Oleh
Arafat AHC
Pagi itu, seolah langit runtuh menindih
angan yang bertahun-tahun kurangkai. Bukannya pagi memberi kado terindah di
1 Januari lalu, namun api panas yang menyulutkan kehancuran. Aku tak mengerti apa yang
diinginkannya terhadapku, ketika ku lihat di dinding biru kamarku terdapat tiga
carik surat. Satunya dari Pamanku Joshef, yang satunya dari Pamanku Ari, dan
yang satu lagi dari Kakakku Anwar. Satu persatu kubuka, dengan rasa berselimut kegelisahan.
Air mata mulai berjatuhan seiring terbukanya ketiga surat tersebut. Dan kini
telah membanjiri
wajahku yang muram setelah melihat ketiga
surat berinstrumen
penyudutan. Aku hanya
terdiam di sudut
kamar yang sering memainkan imajinasi untuk melahirkan karya-karya: meski karyaku tak pernah dimuat di media massa.
Pintu, jendela, dan lantai kamar tak lagi tertawa melihatku yang tak seperti
biasanya. Obituari kebahagiaan dan kesuksesan kini mengerutkan dahi dibalik
dinding kamar yang sedari tadi melantunkan nada kesedihan.
“ Tidak mungkin ini!!! Tidak mungkin ini
semua dari mereka bertiga “ kegelisahan
hatiku yang hanya terdengar oleh seisi kamar.
Keraguanku terhadap pintu, lantai kamar,
dinding kamar dan seisi kamarku yang menyaksikan tentang surat-surat yang
digantung oleh mereka, mulai menggerayangi pikiranku. Sesaat kejiwaanku mulai
tercecer di lantai-lantai kamar. Satu waktu, mengajakku untuk keluar dari jalur
yang selama ini kutempuh, dan mengikuti jalur yang sama persis seperti mereka.

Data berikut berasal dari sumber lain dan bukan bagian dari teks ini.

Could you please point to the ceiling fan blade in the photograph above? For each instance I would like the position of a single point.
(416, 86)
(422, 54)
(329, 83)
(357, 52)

Satu waktu, melarangku untuk keluar dari jalur yang selama ini kupijak. Satu
waktu lagi mengingatkanku terhadap masa laluku yang telah membenamkan aku dari
kehidupanku dan kehidupan keluargaku.
Detik
semakin
bertambah, semakin banyak pula kegelisahan yang menyelimutiku dengan berbagai
macam warna. Namun akhirnya sedikit demi sedikit beban itu pudar dari
pikiranku, setelah menghirup tembakau yang terbungkus rapi. Setelah pikiran stabil, lantas aku keluar kamar.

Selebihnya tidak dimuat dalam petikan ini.